Le ultime parole famose…
Un’ulteriore ispezione medica convinse il giovane pugile a scatenarsi alla disperata ricerca del KO nel timore di essere fermato per ferita: il suo sesto round fu infatti generoso e spumeggiante ma Breland non si scompose, si difese con ordine e ricominciò a tessere la sua tela. Il pubblico, composto per la maggior parte da sostenitori del campione in carica, avvertì il cambio d’inerzia e cercò di spingere il proprio beniamino verso la vittoria: Breland prendeva coraggio e vigore e nella seconda metà dell’ottavo round mise a segno colpi terribili. Quando ormai tutto per Aaron Davis sembrava perduto, con la sua faccia ridotta a una maschera di sangue e la stanchezza che ne condizionava ogni movimento, il telecronista americano che seguiva l’evento pronunciò quelle che in gergo si definiscono le ultime parole famose: “È quasi un match di solo sinistro per Davis ora. Non credo abbia messo a segno un solo destro nel corso di questo round”. Passarono soltanto pochi secondi da quell’affermazione e il destro di Superman esplose con inaudita violenza laciando il malcapitato Breland privo di sensi: il 23enne Aaron Davis era campione del mondo!
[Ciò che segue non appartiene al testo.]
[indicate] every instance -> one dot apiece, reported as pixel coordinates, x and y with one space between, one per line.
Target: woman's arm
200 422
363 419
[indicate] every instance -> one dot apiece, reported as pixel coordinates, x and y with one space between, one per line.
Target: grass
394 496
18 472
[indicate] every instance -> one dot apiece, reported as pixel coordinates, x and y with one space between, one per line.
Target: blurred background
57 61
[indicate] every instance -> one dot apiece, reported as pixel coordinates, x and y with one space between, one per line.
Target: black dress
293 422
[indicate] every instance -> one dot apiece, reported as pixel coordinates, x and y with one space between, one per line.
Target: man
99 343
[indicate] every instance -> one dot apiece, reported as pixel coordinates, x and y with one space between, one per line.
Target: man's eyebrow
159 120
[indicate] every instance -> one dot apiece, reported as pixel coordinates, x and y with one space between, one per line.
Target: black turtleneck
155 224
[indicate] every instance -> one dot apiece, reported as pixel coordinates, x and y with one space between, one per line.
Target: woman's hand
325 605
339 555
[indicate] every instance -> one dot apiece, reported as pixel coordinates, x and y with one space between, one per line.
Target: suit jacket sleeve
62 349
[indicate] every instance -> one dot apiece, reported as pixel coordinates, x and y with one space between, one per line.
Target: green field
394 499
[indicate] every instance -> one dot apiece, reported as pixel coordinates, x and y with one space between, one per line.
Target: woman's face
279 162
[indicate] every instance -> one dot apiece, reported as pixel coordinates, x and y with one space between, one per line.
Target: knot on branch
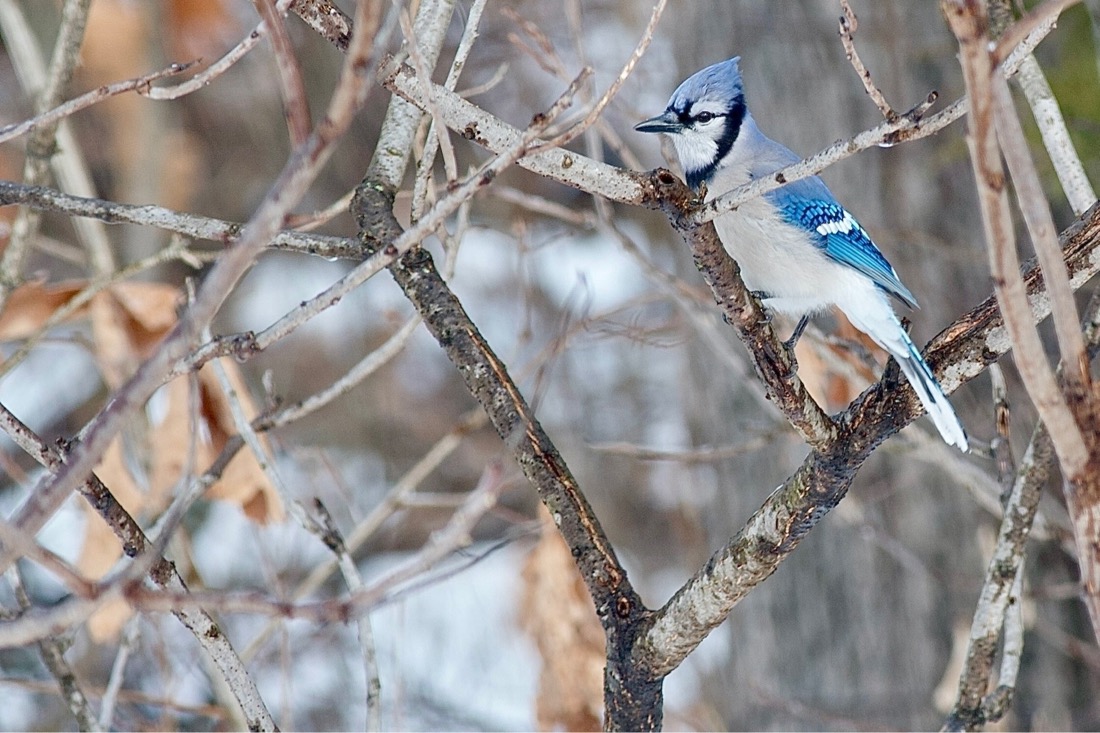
373 209
663 190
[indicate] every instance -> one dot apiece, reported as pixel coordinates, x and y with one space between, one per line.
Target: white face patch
696 150
843 227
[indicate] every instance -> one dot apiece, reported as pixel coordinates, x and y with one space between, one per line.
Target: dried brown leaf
31 304
557 612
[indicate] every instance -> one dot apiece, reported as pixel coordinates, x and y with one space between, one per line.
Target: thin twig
53 655
327 19
968 23
130 635
216 69
300 170
453 536
848 26
295 104
438 131
41 144
88 99
188 225
1044 236
330 535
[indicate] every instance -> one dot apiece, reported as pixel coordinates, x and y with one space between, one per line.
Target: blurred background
647 393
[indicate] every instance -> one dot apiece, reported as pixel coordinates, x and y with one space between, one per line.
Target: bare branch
87 99
327 19
329 534
188 225
53 655
295 105
1044 236
968 22
298 173
848 26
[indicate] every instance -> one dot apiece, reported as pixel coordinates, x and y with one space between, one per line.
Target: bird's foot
791 342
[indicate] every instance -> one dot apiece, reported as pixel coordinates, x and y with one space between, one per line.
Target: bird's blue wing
811 207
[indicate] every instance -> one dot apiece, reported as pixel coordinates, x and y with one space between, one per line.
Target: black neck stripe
733 128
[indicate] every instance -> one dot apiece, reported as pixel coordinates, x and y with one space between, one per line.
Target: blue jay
798 248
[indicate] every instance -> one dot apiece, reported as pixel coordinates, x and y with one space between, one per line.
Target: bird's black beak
667 121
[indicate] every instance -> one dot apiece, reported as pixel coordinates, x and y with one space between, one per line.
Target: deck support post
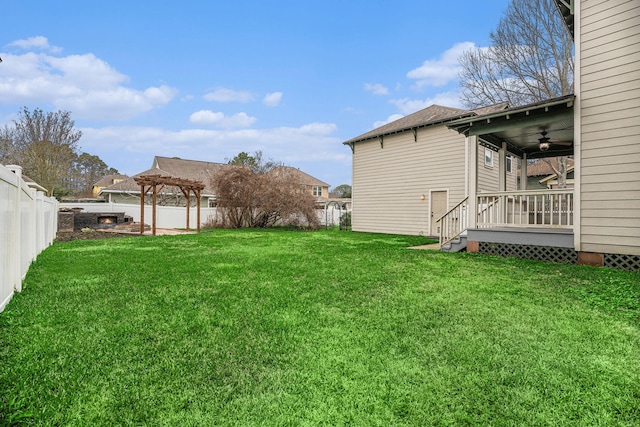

Questo match brutale segnò la fine del successo per entrambi i protagonisti. Salito nei superwelter, Mark Breland non fu più in grado di tornare ai vertici e andò rapidamente incontro al declino, mentre Aaron Davis, che perse il titolo alla prima difesa contro Meldrick Taylor, non tornò mai più campione del mondo. Tuttavia le emozioni che questi due formidabili atleti ci regalarono quella notte resteranno per sempre un monumento all’affascinante drammaticità di questo sport.